In what appeared as a co-ordinated statement, the Radio and Television High Council (RTÜK), which monitors both on-air and online broadcasters, threatened censorship in a statement that warned it will not tolerate anti-operation reporting “sourced by terrorist organizations”.

Further incidents reported to date include:

• On October 11, police raided the house of Beritan Canözer, a reporter for the pro-Kurdish news agency Jinnews as part of a second investigation against 22 more people launched in Diyarbakır.

• On October 12, Turkish forces arrested Zidan Zanklo, a correspondent for Saudi Al-Arabiya Television, on the Syrian border confiscating his work permit and canceling his visa. The deportation of Zanklo and another correspondent Ehab Kamal Shohahdh Al-Momani was revoked on October 14.

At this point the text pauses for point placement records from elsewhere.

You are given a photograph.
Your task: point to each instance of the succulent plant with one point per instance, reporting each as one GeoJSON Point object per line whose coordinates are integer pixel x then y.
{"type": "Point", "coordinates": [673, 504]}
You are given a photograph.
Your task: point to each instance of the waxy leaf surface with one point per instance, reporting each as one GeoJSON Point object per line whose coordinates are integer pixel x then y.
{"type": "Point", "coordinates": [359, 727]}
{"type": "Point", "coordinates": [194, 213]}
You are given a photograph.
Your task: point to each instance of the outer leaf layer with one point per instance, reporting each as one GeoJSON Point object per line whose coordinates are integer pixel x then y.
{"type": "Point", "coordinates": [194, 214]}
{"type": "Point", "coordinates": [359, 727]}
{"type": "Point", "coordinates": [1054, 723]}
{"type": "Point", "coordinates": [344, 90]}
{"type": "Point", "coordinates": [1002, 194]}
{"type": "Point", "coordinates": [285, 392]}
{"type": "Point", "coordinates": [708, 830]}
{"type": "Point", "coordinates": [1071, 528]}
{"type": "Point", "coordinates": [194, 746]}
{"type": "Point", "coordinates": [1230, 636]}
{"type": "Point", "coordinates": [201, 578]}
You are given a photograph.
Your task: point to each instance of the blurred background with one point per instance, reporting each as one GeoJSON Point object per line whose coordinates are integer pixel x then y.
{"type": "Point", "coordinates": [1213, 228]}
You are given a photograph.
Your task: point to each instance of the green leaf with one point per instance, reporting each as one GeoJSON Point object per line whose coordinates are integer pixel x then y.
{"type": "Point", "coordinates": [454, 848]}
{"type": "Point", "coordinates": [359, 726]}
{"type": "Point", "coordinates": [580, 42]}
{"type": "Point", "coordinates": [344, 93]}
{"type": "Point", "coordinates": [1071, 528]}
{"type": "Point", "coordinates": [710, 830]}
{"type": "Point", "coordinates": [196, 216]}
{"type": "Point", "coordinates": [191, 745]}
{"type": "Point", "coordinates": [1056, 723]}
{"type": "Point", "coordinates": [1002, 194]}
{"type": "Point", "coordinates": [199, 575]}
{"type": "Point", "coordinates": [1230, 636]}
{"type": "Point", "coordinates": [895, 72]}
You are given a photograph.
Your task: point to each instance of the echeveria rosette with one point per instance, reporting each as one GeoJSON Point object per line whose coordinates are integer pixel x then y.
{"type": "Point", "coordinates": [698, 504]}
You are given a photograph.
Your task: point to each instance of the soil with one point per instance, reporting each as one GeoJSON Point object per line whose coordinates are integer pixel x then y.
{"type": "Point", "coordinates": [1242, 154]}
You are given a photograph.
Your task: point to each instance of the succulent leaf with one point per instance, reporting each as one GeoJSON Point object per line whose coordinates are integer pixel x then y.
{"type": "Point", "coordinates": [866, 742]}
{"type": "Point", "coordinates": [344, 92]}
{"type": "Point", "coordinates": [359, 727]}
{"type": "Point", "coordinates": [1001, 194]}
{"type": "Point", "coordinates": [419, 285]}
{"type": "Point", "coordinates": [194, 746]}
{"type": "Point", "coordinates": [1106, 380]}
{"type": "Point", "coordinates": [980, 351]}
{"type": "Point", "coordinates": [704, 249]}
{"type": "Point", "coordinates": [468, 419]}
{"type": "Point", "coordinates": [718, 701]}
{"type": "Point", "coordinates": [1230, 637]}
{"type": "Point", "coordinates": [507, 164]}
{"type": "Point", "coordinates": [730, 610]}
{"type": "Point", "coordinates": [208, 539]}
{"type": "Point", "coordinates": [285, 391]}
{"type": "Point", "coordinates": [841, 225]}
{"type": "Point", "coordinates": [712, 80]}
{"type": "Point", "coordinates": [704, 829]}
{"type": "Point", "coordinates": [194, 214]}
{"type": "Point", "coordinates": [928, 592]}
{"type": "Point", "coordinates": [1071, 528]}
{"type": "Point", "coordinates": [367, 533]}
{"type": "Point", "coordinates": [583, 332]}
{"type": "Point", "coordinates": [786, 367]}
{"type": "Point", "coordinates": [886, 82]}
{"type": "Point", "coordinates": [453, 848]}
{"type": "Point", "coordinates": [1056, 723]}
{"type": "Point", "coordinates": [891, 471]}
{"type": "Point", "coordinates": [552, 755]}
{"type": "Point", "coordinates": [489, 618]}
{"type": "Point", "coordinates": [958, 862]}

• On October 12, Burcu Özkaya Günaydın, a columnist for Ahval news in the city of Hatay, was briefly detained after sharing social media posts critical of the military offensive.

• On October 14, the accreditation of Altan Sancar, a reporter for the UK Independent, the German Taz newspaper and was withdrawn by the Communications Directorate of the Presidential Office after four days of reporting on northern Syria.

“While journalists are losing lives and risking limbs reporting the conflict unfolding in Northern Syria, Turkish authorities at home are unrolling an operation to purge dissent from the country’s public space”, IPI Turkey Programme Manager Oliver Money-Kyrle said. “No distinction is made between social media comments or serious journalistic analysis. Public criticism is being met with terrorism charges.”